There’s “more garbage out there” now, he warned the students. It’s more difficult than ever to combat the media bias toward presenting two sides of every story, even without facts to substantiate one of them. Gwen Ifill, former co-anchor of PBS NewsHour and moderator of PBS’s “Washington Week” who passed away on November 14, often spoke of the need to combat a false sense of equivalency, Kenny says. The two were close: Kenny tears up recalling how he sat at Ifill’s deathbed half an hour before she died.

Aside from all the poor coverage, though, there’s also “more great journalism,” he assured the students, all much more accessible than during his college days, when he had to frequent specialty bookstores in order to read foreign magazines.

Kenny’s two career goals, at this point, have been met: to shoot some of his own stories, as he’s doing with his newly founded production company Small Footprint Films, and to work in longform, which he’s now exploring as a documentarian. He recently produced a documentary in partnership with the Center for Strategic and International Studies about attacks on healthcare workers and hospitals in the midst of armed conflicts. As a result, Kenny may be back at Hendricken before another 20 years have elapsed. That documentary will be coming out in January and February, and the school might be treated to a special screening in the spring.

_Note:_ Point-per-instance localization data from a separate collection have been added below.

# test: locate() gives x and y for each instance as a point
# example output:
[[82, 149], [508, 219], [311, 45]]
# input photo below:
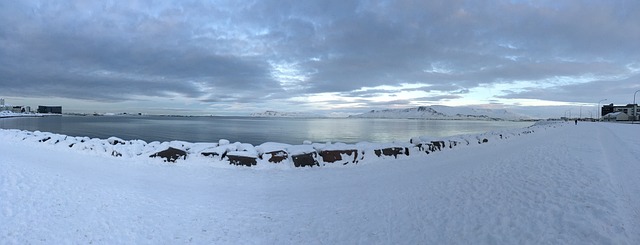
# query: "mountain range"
[[443, 113]]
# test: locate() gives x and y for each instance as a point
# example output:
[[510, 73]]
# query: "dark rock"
[[392, 151], [210, 154], [332, 156], [116, 154], [303, 160], [171, 154], [242, 160], [437, 145], [277, 156]]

Going forward, Kenny looks for distribution for the documentary, including at the United Nations. The work of producing it has allowed Kenny to practice making a feature-length documentary, and he hopes to make more of them on topics of social justice and international issues and pitch them back to PBS.

What’s next for this visit to Warwick? New York System wieners, and he’s made sure to pay Bill’s a visit. Clam cakes and chowder are “foreign food to the rest of the country,” Kenny says, “but I love it.” As a translator of foreign phenomena for an American audience, perhaps Kenny can convince the rest of the country to give Warwick’s best a try.